I jilted him, insulted him, crushed his manhood so,

(He must have sworn there to quash the confidence

That this doe-eyed princess drew from a pair of lotus eyes.)

I then wove more dreams in a blue colour

Only to be jolted out of them by a growing murmur

A Brahmin now came forward to test his prowess,

Better than the rest, I conveyed to you, with a hint of coyness

And you assumed I was smitten by the fair-skinned.

But when he hit the fish’s eye, tell me, were you chagrined?

Arjun was second only to you, Sakha, in form and in speech

But did I deserve a mere consolation? Tell me, I beseech!

You pronounced that I had been won rightfully

To stop the princes who began to resemble a mob.

Arjun was comely, and I was consoled, for you had chosen him.

He was your kin, thought I, and the pain suddenly grew dim.

With you in my heart, Sakha, I allowed Arjun to claim me,

And what did your Arjun do?

He surrendered me to the whims of an aging mother

And unmistakable lust of his elder brother.

Hold my hand, Sakha! Are my five fingers the same?

No, and how can they be?

They are but a reminder of my husbands,

Who turned into a robust fist, united by me.

Five pairs of arms have been known to this body,

But the memory of those blue-skinned ones is still not foggy.

On some days I wondered,

Would it have been better to be one of the thousands?

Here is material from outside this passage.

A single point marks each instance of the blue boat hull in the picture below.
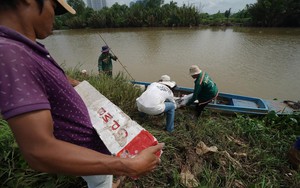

A princess would then have steered clear of the woodlands.

But tell me, Sakha, how do you distinguish them in dreams?

In mine, even five become faceless, formless, bereft of seams.

Also, what if you cried a wrong name in the throes of passion?

Did the consort forgive, or decide to chasten?

But most importantly, Sakha, tell me why I invite blame and violence,

While you enjoy devotion, love, awe and obeisance?

I’m ridiculed for my five husbands who were thrust upon me

And your thousands of women become a matter of glory?

You are worshipped despite stealing women and inaugurating battles

And I save my husbands’ honour yet am blamed for their troubles.

I stay hungry to feed the clan, and you eat to do the same

What’s more ironical than this: we both share a name.